Thanks for your response, we have said the same, ideally, we would like to put the house on the market about June time, and we have said the same regardless of the outcome of the Visa, we want to move anyway, ideally we want a bigger house with a Garden, at the moment we only have a Yard, which was fine before we had the boys 

Good luck with everything 

Le x


----------



## jarjar (Dec 31, 2007)

Hi there Lisa,
the skills assessment is such an easy form, you can do it yourself, not much involved in it. It is much more quicker to DIY as this may take the agent longer to prioritise over other work. I have a fantastic agent in Australia who told us to do it ourselves. Also the police checks, you should diy too.


----------



## alaina (Oct 14, 2007)

hi
just read your message - i agree the form itself is straight forward - but weren't you asked for all the other supporting documents? we have a whole list - references, letteres from inland revenue, accountants, accounts and sworn declarations to be made at a solicitors office? 

Prehaps we have to do all this because my husband is self employed? getting all this info from 3rd parties is taking some time...

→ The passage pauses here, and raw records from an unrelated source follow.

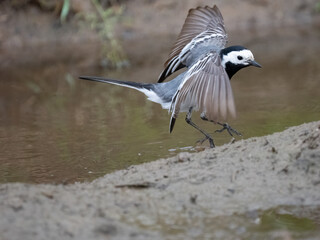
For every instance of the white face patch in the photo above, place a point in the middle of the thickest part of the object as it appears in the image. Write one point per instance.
(242, 57)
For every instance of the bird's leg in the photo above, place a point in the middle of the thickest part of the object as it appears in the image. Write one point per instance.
(225, 126)
(189, 121)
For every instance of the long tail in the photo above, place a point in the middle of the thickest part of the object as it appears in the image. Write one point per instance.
(149, 89)
(142, 87)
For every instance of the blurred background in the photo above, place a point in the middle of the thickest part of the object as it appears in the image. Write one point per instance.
(55, 128)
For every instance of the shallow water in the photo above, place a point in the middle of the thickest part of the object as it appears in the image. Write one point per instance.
(55, 128)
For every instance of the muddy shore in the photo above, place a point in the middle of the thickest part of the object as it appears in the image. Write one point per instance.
(175, 198)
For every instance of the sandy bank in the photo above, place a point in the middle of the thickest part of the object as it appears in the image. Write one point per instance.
(173, 198)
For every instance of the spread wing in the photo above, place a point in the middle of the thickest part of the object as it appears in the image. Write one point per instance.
(203, 26)
(206, 88)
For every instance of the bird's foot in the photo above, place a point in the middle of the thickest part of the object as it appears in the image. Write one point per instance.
(209, 138)
(231, 131)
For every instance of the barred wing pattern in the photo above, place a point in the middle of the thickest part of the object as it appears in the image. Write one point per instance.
(203, 25)
(206, 88)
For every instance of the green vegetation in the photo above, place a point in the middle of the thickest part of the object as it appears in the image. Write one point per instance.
(103, 21)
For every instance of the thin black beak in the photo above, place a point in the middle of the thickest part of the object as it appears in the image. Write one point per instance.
(255, 64)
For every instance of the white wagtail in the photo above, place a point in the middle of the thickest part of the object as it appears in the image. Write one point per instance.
(205, 85)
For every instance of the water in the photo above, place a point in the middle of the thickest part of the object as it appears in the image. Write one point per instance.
(55, 128)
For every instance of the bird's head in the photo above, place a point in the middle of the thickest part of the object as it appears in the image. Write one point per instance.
(236, 57)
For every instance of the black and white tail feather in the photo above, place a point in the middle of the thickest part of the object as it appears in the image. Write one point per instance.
(205, 85)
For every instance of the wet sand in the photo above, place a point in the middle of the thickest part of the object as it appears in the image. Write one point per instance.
(172, 198)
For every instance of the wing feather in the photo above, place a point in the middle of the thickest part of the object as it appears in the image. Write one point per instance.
(202, 22)
(206, 88)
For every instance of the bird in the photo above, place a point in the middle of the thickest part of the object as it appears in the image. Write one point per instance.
(209, 65)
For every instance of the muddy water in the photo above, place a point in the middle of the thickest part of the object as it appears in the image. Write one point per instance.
(55, 128)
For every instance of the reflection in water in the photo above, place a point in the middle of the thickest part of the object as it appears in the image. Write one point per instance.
(55, 128)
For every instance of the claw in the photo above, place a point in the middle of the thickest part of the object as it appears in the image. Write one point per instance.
(201, 141)
(230, 130)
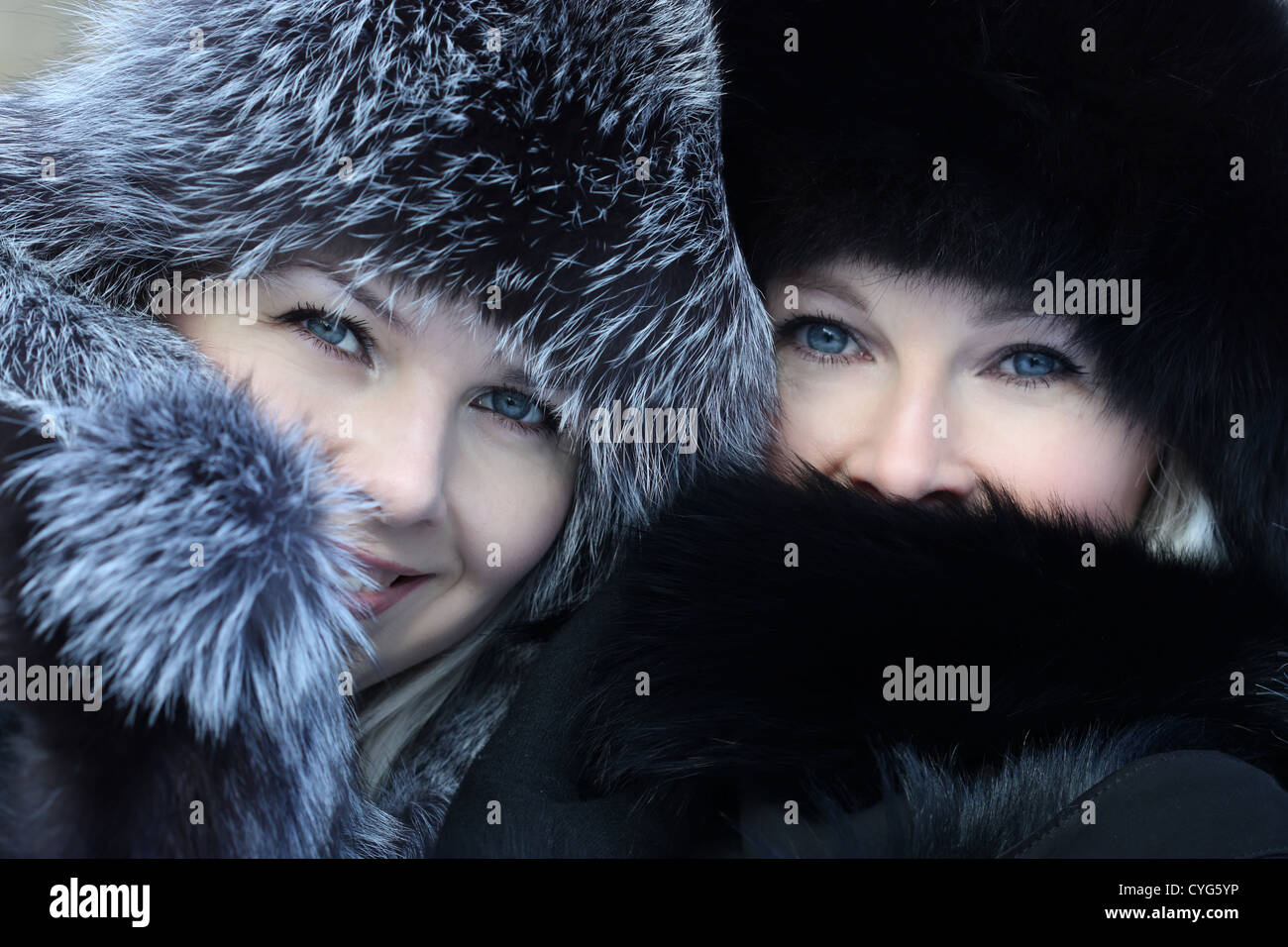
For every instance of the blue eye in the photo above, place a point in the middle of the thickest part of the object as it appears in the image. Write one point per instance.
(342, 337)
(515, 406)
(823, 338)
(1029, 364)
(333, 333)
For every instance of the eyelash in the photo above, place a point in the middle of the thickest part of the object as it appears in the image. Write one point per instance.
(303, 312)
(1067, 368)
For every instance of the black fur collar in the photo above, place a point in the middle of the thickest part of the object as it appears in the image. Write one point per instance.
(774, 673)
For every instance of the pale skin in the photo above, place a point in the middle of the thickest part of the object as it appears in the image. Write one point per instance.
(918, 389)
(429, 421)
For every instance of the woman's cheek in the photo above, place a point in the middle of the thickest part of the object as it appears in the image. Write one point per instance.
(1089, 467)
(510, 512)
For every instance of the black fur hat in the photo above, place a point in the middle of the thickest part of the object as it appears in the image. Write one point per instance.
(1129, 140)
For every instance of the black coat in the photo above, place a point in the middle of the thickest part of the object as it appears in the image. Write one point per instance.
(769, 724)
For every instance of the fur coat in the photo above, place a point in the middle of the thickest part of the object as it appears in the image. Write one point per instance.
(751, 684)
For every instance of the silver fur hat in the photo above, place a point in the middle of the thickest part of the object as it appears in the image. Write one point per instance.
(563, 153)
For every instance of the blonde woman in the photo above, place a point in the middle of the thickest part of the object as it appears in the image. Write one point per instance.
(305, 315)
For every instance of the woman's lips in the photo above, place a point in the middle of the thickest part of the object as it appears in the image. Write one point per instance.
(395, 579)
(377, 602)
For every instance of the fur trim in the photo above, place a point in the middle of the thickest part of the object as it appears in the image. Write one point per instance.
(1111, 163)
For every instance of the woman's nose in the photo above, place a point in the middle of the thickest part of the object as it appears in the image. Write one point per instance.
(910, 450)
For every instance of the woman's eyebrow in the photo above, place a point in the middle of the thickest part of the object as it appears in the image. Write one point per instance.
(832, 287)
(364, 295)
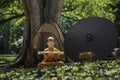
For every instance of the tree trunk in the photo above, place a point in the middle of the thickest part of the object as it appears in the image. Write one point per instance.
(42, 20)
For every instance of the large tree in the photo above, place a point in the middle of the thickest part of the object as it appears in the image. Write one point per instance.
(42, 20)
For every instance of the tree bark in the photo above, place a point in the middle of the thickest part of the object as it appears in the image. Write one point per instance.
(41, 16)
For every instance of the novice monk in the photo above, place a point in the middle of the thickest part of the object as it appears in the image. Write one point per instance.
(51, 59)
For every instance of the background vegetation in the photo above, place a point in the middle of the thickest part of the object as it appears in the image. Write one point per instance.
(12, 18)
(11, 37)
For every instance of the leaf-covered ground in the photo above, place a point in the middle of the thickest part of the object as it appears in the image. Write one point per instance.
(99, 70)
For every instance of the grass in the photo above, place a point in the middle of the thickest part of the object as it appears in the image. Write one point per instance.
(98, 70)
(6, 59)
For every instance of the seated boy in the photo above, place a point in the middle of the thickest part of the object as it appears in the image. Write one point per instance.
(52, 59)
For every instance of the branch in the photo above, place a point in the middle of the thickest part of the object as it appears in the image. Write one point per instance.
(11, 18)
(71, 18)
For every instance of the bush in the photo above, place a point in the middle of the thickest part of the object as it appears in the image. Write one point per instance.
(99, 70)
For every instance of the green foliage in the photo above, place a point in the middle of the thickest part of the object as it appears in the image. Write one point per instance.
(13, 28)
(99, 70)
(6, 59)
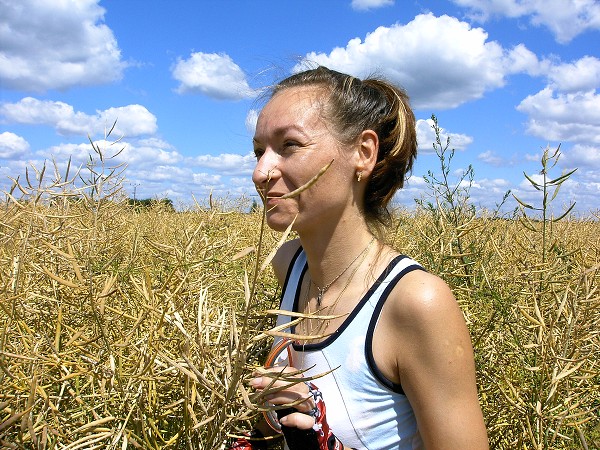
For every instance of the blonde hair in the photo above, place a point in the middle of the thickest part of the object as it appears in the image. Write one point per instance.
(355, 105)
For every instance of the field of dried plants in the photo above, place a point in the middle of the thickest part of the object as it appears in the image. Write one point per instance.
(129, 327)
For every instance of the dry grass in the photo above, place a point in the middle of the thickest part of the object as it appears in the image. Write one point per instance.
(125, 327)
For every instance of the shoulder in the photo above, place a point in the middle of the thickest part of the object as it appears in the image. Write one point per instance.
(283, 257)
(421, 297)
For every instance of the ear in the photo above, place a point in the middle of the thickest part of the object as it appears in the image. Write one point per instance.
(367, 152)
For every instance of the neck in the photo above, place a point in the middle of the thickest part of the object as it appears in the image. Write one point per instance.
(328, 252)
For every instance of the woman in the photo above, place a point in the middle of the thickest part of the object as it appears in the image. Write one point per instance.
(395, 344)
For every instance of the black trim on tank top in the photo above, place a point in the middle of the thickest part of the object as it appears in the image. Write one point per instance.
(289, 273)
(328, 340)
(397, 388)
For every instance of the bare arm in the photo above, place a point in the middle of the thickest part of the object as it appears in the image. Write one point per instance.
(436, 365)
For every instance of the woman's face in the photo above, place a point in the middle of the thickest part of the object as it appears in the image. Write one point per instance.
(292, 143)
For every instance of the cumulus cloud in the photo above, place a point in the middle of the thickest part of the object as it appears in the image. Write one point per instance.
(365, 5)
(12, 146)
(581, 75)
(251, 119)
(212, 74)
(56, 45)
(426, 137)
(226, 163)
(132, 120)
(583, 156)
(565, 19)
(139, 155)
(562, 117)
(436, 75)
(491, 158)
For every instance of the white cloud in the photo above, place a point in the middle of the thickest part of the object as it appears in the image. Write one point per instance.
(365, 5)
(251, 119)
(212, 74)
(426, 137)
(132, 120)
(12, 146)
(489, 157)
(581, 75)
(138, 155)
(583, 156)
(573, 117)
(227, 163)
(566, 19)
(56, 45)
(441, 61)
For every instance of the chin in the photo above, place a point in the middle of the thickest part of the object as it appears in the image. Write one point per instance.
(277, 222)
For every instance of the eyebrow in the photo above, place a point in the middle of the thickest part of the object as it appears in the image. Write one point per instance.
(282, 130)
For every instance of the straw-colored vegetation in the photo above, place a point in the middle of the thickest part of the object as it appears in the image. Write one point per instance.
(131, 327)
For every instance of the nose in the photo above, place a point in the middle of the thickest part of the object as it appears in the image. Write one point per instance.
(266, 169)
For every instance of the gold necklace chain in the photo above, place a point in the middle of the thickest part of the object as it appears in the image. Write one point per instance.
(322, 290)
(330, 308)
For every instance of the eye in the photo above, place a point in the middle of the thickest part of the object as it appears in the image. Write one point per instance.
(290, 144)
(258, 152)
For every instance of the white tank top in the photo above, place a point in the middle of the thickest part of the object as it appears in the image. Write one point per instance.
(364, 409)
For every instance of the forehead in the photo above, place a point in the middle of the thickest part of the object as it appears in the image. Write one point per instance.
(297, 107)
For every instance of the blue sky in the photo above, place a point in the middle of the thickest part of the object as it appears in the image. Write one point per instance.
(506, 78)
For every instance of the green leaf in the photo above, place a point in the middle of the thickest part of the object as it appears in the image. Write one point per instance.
(565, 213)
(523, 204)
(562, 177)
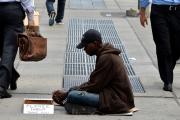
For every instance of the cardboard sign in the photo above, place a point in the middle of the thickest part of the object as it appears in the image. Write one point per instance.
(38, 106)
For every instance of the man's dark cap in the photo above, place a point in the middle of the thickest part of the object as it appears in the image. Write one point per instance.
(88, 37)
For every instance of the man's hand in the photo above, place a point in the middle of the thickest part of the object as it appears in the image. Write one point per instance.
(143, 17)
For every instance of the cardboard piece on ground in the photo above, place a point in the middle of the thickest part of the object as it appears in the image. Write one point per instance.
(38, 106)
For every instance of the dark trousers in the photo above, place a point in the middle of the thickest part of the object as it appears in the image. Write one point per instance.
(165, 22)
(11, 23)
(60, 8)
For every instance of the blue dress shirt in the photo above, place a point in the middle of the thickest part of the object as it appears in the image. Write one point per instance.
(27, 5)
(145, 3)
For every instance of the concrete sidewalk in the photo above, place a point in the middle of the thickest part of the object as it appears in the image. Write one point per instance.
(39, 79)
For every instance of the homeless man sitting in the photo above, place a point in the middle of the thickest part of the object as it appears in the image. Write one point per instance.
(108, 89)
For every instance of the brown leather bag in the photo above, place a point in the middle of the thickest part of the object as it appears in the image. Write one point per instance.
(32, 46)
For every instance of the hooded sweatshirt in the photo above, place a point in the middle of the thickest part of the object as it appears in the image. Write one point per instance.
(110, 81)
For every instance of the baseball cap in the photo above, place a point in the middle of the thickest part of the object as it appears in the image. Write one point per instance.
(88, 37)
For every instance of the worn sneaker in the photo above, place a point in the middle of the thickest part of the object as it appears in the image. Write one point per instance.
(167, 87)
(4, 93)
(51, 18)
(59, 23)
(76, 109)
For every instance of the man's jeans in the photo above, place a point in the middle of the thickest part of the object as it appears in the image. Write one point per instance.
(83, 98)
(49, 6)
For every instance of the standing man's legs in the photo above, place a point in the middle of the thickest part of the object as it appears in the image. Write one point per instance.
(51, 11)
(10, 25)
(161, 35)
(60, 11)
(166, 28)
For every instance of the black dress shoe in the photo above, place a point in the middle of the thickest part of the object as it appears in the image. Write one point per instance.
(4, 93)
(167, 87)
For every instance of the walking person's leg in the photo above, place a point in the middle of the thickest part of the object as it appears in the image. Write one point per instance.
(60, 11)
(51, 11)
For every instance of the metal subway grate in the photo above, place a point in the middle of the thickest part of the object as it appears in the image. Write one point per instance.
(75, 69)
(70, 81)
(78, 57)
(78, 65)
(106, 27)
(87, 68)
(87, 4)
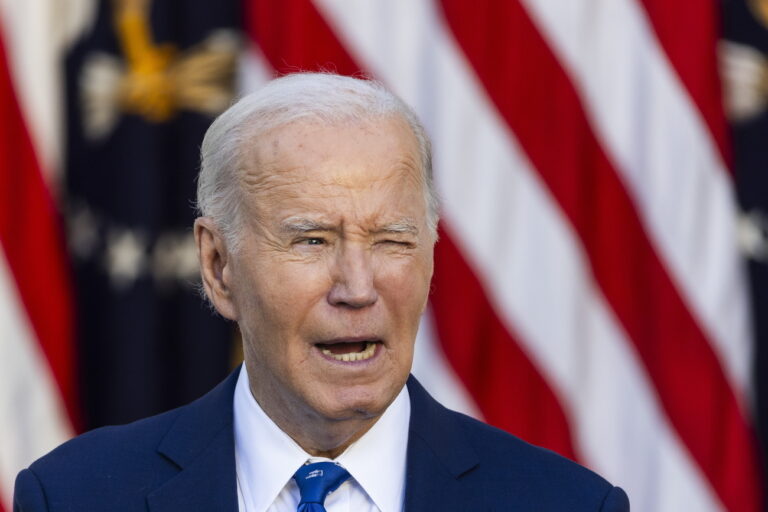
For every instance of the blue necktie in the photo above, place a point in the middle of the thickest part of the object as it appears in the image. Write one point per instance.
(316, 481)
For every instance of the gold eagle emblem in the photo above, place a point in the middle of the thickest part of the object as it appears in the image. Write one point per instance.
(152, 80)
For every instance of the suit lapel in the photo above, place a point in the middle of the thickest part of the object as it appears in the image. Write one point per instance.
(201, 443)
(439, 454)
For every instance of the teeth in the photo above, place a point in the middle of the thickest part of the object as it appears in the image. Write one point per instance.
(370, 349)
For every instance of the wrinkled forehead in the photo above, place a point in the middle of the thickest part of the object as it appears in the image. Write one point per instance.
(354, 155)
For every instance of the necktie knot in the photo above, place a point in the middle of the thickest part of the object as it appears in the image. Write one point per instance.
(316, 481)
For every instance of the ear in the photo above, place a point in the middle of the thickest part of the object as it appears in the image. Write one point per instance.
(215, 267)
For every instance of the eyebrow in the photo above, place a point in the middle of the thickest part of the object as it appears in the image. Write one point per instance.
(400, 227)
(300, 225)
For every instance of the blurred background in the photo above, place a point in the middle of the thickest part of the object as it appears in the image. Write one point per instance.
(601, 281)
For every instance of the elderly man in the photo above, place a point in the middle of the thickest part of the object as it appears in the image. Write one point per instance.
(316, 236)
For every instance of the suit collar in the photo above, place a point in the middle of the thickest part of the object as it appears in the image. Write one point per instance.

what did you have to do? and what stage are you at? any advice at this stage is very helpful.

many thanks


----------



## dixonclan (Jan 16, 2008)

Hi there i have just read all the notes and seem interested to know does anybody know where the best places to live in Australia is for the most work for a bricklayer. We have a visa that is allowing us to live anywhere but we like the look of Adelaide but i looked up a job site for Australia and most the worked seemed to be in Brisbane. If so can anybody let me know how quick it is to find work and rent a house as we will have to treat it as a holiday and book a hotel what with having 3 kids in tow.
Any information is greatly received. We also used an agent and it took about 6 months and they let us pay bit by bit which is handy when you are trying to live in this country and rubbish wages.
Thankyou Dixon Family


----------